From a policy perspective, what key efforts have you observed as the most impactful on behalf of the government to assist the industry in competing with other global pharmaceutical jurisdictions?

The government is trying to elevate their policies and procedures to be comparable with the U.S. and Europe. For example, tacit IND approval now occurs in 60 days where before it was explicit approval that took as long as two years. Most companies would not do parallel trials in China because it slowed them down and kept them off Western markets, meaning China was getting drugs as much as 10 years behind the rest of the world. By changing their approval times to be comparable to the rest of the world, we are seeing a significant trend towards international companies doing trials in the same time as China as elsewhere. It is a great improvement for everybody: the Chinese population gets more advanced drugs more quickly; multinational players are able to bring things to market more quickly and do not have to do things twice and separately; CROs can now run clinical trials here in China to international standards. It is even good for local domestic companies because now they can do trials in China to western standards and get their drugs approved more quickly for Western markets.

What have you observed as some of the most impactful measures put in place by the government to encourage industry consolidation?

Two years ago, a policy was introduced that required any company wishing to submit drugs for approval to conduct a self-review, and if their data was not adequate, they had to either withdraw their application or the CFDA would penalize them by not allowing them to do another submission for three years. As a result, 60-80% of the trials were withdrawn. Manufacturing standards were raised at the same time, and we saw many companies close their doors or be aquired by other Chinese companies. This created a much more high-quality environment in China overall.

To what extent do you believe Shanghai has emerged as a defined pharmaceutical ecosystem in China?

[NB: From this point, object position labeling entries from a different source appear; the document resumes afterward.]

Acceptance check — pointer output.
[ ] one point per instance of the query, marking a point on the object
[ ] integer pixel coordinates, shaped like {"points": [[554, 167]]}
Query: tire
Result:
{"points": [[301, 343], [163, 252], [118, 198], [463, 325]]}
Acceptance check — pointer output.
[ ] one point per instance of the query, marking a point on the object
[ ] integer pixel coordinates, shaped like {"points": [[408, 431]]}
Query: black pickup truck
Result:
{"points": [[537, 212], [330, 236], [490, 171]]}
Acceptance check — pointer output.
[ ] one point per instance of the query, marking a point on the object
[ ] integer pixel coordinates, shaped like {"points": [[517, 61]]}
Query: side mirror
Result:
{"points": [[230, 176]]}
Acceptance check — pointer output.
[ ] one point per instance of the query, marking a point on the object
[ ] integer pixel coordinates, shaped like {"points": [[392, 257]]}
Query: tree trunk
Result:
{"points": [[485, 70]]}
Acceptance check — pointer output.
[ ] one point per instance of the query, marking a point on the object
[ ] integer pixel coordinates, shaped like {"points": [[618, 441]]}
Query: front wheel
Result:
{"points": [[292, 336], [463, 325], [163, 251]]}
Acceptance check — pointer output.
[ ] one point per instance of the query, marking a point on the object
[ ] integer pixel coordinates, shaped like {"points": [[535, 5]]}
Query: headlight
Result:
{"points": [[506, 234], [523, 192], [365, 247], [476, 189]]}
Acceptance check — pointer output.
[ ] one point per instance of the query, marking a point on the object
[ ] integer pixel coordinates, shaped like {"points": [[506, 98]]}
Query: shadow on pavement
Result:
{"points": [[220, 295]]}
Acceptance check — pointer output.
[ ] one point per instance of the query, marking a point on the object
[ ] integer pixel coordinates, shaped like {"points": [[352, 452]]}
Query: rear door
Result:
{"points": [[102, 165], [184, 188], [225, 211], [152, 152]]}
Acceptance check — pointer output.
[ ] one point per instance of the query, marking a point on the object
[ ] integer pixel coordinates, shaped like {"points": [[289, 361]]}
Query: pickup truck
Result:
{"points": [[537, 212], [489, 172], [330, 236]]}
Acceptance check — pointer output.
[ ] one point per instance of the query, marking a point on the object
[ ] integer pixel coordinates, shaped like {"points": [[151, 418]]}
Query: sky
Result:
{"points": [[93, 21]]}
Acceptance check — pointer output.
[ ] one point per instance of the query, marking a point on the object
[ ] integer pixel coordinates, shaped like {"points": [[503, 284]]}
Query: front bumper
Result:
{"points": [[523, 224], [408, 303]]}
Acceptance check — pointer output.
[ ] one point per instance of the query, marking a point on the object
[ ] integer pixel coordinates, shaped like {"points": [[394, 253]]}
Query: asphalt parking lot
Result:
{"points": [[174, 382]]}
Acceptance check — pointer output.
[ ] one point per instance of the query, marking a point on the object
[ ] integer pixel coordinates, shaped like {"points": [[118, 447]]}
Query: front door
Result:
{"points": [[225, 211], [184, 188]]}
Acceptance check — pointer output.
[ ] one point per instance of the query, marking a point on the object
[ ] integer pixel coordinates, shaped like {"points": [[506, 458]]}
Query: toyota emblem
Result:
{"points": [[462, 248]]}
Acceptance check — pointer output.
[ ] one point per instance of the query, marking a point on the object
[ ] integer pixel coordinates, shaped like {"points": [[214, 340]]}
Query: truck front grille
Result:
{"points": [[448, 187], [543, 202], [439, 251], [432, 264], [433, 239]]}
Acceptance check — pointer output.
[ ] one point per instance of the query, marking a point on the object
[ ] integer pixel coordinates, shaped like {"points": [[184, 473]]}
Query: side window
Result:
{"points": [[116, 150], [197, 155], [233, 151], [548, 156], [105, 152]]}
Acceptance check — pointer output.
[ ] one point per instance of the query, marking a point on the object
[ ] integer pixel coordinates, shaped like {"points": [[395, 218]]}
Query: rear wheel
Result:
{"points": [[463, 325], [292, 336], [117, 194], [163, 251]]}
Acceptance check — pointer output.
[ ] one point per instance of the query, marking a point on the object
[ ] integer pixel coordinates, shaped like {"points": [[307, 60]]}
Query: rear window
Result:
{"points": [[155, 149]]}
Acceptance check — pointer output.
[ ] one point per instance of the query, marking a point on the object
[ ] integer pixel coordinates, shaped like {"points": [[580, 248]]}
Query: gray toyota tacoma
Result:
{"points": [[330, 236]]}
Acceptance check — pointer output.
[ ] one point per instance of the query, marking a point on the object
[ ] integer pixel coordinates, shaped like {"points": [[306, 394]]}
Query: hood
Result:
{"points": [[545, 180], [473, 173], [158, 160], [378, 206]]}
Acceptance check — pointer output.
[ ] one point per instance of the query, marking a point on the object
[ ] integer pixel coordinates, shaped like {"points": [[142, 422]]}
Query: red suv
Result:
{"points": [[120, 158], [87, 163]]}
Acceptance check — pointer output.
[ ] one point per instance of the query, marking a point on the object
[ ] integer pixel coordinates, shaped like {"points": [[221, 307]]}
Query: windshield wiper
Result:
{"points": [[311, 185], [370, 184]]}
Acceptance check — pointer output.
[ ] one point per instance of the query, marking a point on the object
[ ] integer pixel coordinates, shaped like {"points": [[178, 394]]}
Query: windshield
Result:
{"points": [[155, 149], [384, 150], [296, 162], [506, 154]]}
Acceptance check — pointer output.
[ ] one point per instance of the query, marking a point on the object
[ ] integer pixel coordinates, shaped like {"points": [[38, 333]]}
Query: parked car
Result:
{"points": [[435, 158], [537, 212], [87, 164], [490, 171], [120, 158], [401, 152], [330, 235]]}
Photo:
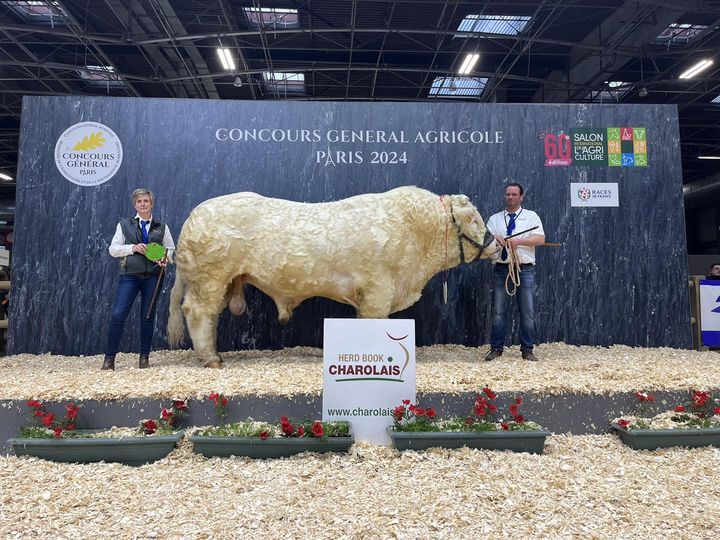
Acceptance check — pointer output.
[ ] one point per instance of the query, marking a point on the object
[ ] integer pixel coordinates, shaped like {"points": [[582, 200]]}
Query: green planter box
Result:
{"points": [[255, 447], [650, 439], [517, 441], [128, 450]]}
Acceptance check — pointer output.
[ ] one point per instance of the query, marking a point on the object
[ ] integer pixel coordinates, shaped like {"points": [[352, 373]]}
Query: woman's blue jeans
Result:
{"points": [[128, 287], [526, 306]]}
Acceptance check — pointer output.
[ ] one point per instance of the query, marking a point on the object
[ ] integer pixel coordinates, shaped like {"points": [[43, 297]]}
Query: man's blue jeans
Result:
{"points": [[128, 287], [526, 306]]}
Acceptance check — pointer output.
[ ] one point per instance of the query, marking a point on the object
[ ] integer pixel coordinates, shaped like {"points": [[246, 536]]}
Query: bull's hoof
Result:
{"points": [[215, 364]]}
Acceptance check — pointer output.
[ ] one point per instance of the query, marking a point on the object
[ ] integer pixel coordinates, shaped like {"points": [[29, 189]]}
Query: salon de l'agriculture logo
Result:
{"points": [[596, 147]]}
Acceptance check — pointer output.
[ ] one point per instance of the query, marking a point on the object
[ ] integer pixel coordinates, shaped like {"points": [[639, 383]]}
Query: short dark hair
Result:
{"points": [[515, 184]]}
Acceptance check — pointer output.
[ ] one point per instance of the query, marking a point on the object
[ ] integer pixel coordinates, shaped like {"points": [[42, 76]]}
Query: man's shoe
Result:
{"points": [[144, 361], [109, 363]]}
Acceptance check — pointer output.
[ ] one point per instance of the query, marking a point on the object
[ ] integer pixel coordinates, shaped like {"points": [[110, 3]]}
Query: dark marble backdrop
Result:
{"points": [[618, 278]]}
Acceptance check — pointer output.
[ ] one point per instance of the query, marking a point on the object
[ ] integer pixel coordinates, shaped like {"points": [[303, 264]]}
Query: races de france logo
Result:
{"points": [[88, 154]]}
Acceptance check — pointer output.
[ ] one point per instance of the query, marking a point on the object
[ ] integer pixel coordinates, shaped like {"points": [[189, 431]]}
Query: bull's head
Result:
{"points": [[474, 240]]}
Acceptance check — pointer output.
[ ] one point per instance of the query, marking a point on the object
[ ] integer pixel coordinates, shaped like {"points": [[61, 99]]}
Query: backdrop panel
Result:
{"points": [[619, 275]]}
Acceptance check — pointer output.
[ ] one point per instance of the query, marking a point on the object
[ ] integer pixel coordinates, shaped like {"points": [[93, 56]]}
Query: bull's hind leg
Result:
{"points": [[202, 309], [237, 304]]}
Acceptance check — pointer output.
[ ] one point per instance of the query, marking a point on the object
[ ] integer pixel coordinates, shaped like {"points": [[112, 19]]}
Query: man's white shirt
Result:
{"points": [[524, 220]]}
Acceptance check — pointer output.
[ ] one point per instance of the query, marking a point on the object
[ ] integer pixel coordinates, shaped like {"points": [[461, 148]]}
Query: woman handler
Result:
{"points": [[137, 274]]}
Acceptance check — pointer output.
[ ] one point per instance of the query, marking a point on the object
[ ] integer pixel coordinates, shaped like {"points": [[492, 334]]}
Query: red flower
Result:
{"points": [[150, 426]]}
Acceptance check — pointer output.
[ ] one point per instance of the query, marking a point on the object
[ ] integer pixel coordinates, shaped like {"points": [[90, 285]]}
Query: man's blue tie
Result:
{"points": [[511, 228]]}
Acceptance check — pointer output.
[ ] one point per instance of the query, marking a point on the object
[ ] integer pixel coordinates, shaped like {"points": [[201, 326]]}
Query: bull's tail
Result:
{"points": [[176, 328]]}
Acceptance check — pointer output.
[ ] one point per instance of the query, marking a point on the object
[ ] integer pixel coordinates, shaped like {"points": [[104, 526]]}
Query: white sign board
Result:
{"points": [[710, 312], [594, 194], [368, 369]]}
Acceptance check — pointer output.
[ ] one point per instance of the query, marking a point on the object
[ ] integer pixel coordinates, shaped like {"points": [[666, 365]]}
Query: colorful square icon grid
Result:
{"points": [[627, 147]]}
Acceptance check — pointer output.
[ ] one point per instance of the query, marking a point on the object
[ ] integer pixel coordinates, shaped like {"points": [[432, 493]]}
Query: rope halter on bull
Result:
{"points": [[460, 236]]}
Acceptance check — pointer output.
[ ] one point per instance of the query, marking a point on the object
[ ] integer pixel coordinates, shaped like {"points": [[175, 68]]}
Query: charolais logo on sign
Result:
{"points": [[594, 194], [613, 147], [372, 366], [88, 154], [368, 369]]}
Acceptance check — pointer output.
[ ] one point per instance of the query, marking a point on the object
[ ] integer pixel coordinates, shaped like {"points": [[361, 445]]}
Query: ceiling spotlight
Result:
{"points": [[468, 64], [697, 68]]}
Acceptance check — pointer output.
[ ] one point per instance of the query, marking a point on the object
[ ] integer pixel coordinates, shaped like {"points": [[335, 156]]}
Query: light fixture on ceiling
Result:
{"points": [[226, 59], [468, 64], [697, 68]]}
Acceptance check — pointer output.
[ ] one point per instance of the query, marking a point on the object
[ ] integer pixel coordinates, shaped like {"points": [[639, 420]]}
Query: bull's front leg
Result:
{"points": [[374, 302]]}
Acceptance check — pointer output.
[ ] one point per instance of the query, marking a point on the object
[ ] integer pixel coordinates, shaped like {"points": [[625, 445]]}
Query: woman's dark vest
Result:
{"points": [[137, 264]]}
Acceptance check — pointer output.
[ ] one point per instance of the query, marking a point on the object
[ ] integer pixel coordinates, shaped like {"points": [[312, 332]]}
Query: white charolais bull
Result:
{"points": [[375, 252]]}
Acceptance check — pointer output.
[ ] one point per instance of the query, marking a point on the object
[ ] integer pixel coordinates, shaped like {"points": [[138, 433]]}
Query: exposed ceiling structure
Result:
{"points": [[386, 50]]}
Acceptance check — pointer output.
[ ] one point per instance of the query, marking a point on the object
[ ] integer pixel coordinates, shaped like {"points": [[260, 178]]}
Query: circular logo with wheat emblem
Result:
{"points": [[88, 154]]}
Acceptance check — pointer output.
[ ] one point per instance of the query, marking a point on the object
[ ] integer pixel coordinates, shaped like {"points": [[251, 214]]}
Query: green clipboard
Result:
{"points": [[155, 252]]}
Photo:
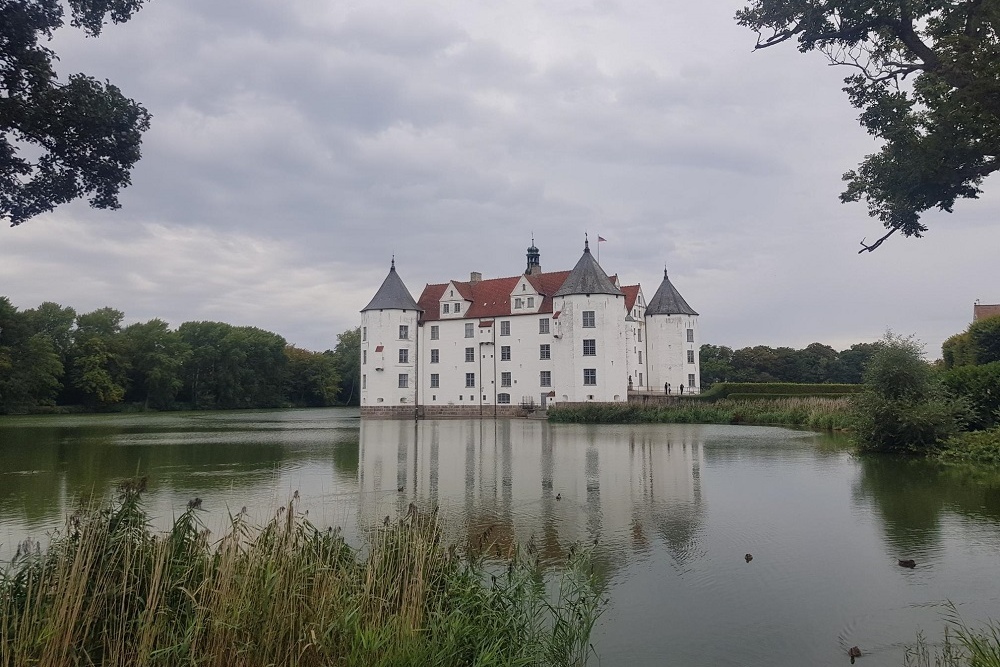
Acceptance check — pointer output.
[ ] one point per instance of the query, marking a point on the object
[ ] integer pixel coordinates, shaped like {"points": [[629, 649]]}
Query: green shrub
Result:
{"points": [[904, 408], [972, 447], [980, 387], [727, 389]]}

There are several life sciences or industrial parks that have appeared, and these can provide a lot of support. In the U.S., the clusters are essentially organic, springing up around universities, large pharma companies, and the spin-outs that emerge from those operations. In Shanghai, Zhangjiang Hi-Tech Park materialized as a product of brute force through a lot of money, people and property that had been farmland in 1992. The Research Triangle Park in the US did this to a degree, but it took time. There are well over 600 life sciences companies here in Zhangjiang, it has tripled in size from 25 square km to 75 square km, and it continues to expand. This is the kind of thing the China government can do.

What do you perceive as the most critical issues that need to be addressed in order for China to recognize its full potential as a leader in the global pharmaceuticals market, and what role will ChinaBio play in this future?

The primary issue is not China's capability; over time that's going to develop without question. The key issue is that a lot of the Western companies still do not quite understand the country.  We still occasionally hear concerns about IP protection in China. However, all the big pharma players are developing IP in China and it is not an issue. To companies that have not been here it can be a bit scary. My first recommendation to people is to come to China to understand how far the country has come and to become more comfortable with the environment. The other thing we tell companies is not to come here unless you have guidance or enough resources. It is better to come with a partner that can help you with the hurdles you may encounter because things are done differently here, and there are still many communication and cultural issues. Having someone to help you through this process is very important, and this is where ChinaBio functions as a bridge.